After a year of intense vivid and vehement debate, false deaths, and death panels, arms twisted, heads counted and brains whipped, with the fate of their majority in Congress in the balance, Democrats sent to President Obama Sunday night the largest revision to the American health care system in half a century.
They did so with a narrow margin, with 219 votes; 216 were needed.
After that history-making vote, the Democratic caucus was poised to easily dispatch a motion to recommit the bill back to its committee, and then a smaller billet of fixes to the bill that Democrats are trusting the Senate will pass later in the week.
This is a day -- perhaps the first day since November 4, 2008 or January 20, 2009 -- that Democrats working in Washington can point to when they weigh whether the disruption to their family lives, friendships and psyches are worth the travails. Just two months ago, this bill was as good as dead. And then Democrats changed strategies, and Republicans overreached. President Obama took risks and led.
In the two hours of grandstanding and sloganeering before the vote, punctuated by interruptions from the gallery full of young staff members and activists, Republicans used apocalyptic language to describe the consequences. Several blasted the Democrats as liars for claiming that the bill would reduce Medicare in the long-term because the legislation double-counts
potential savings. A "step towards socialized medicine," said Rep. Mike Pence (R-IN), before quoting Scripture. Rep. Paul Ryan (R-WI) skipped his usual litany of policy points to argue that the bill represented a fundamental departure from the American way. Speaker Nancy Pelosi enthused that her members were of the caliber of those who voted into law Social Security and Medicare. The majority whip, James Clyburn, called it the "civil rights act" of the 21st century.
The clearest sign that Republicans understood that they were on the verge of losing the health care reform battle: the tone of Republican leaders
on the Sunday shows. They'd moved from the politics of the legislative process to the politics of the 2010 elections. They were fighting as if they believed the bill will become more popular. Minority Leader John Boehner called it: "Armageddon." He had a "sad and heavy heart" when he rose to speak before the chamber at a few minutes after 10:00 pm ET.

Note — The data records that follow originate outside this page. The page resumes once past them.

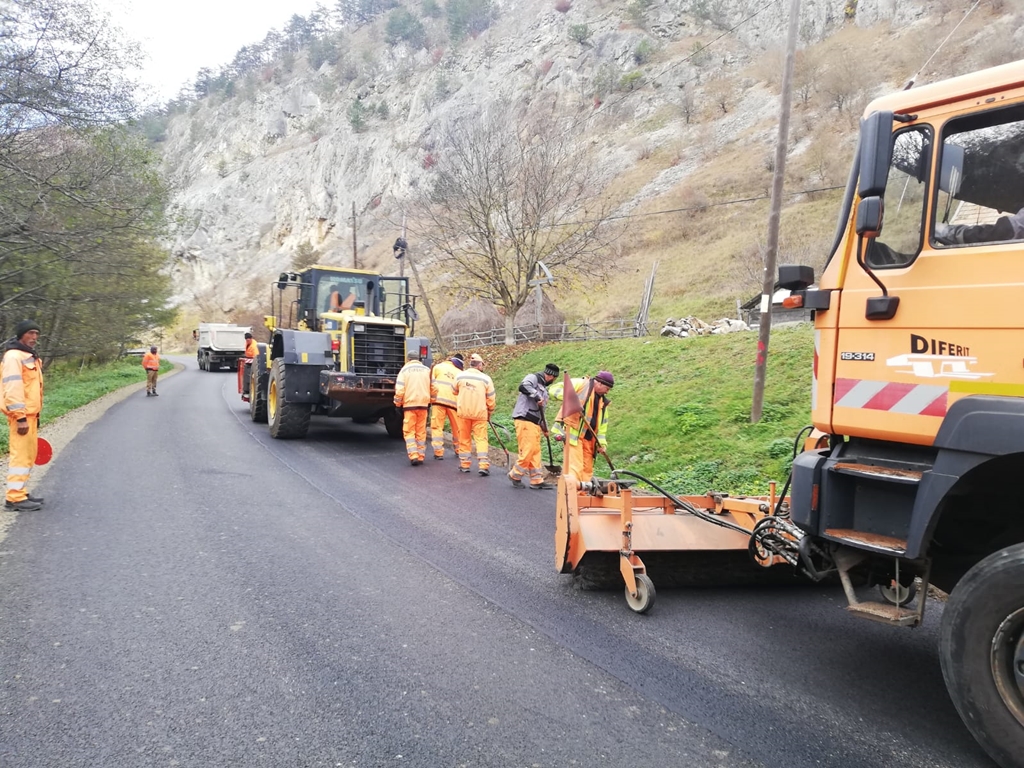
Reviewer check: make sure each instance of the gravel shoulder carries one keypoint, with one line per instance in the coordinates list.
(62, 431)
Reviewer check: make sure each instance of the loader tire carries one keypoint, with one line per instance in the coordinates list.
(981, 647)
(257, 396)
(392, 423)
(287, 420)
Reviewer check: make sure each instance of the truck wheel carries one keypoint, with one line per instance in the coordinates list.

Passage became official, sort of, with Bart Stupak's agreement on abortion, announced at 4:00 p.m., bringing the official "yea" vote tally to 215 and the unofficial vote tally (as counted by the White House and Democratic leadership) to 220. A few key Democrats said they changed their votes because of grassroots pressure. Rep. Brian Baird of Washington told Talking Points Memo that
at least half of the in-district calls to his office on Friday came from supporters of reform. (Organizing for America, the campaign arm of the Democratic National Committee, estimates that its e-tools were responsible for about 600 of the 850 pro-reform calls originating inside the district.)

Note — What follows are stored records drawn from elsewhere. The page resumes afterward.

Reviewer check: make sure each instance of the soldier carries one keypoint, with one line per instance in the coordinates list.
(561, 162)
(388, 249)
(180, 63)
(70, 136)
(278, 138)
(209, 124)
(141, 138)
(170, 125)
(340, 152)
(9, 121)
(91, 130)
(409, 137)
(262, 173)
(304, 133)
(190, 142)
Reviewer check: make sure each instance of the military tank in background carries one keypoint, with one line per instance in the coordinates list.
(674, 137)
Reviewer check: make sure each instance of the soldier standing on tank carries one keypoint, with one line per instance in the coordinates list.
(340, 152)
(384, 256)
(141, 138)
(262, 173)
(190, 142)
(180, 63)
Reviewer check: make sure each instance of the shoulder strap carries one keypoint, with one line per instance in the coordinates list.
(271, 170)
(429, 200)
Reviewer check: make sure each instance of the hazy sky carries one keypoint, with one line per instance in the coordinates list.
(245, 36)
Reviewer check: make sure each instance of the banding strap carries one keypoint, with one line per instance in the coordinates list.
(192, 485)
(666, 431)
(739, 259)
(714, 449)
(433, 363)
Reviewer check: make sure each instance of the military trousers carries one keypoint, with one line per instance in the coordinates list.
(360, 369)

Mr. Stupak, meanwhile, was denounced by pro-life leaders. The Susan B. Anthony Fund announced that he was no longer considered a "defender of life."
52 Senate Democrats have signed a letter promising to support the House reconciliation language as-is; Republican Sen. Jon Kyl has promised to "drag this out forever with amendments." Many of them will be deceptively tempting for Democrats, the idea being that Republicans want to change the reconciliation billet so to render it unacceptable to the House.
Open questions include the timing of the new executive order
on abortion -- the timing of the Senate vote (debates start Tuesday), and whether there will be any modifications to the reconciliation package (in which case the House needs to vote again), and when President Obama decides to formally deem health care passed by having a public event memorializing the accomplishment. (Probably not until the reconciliation process is well on its way -- later in the week, according press secretary Robert Gibbs.)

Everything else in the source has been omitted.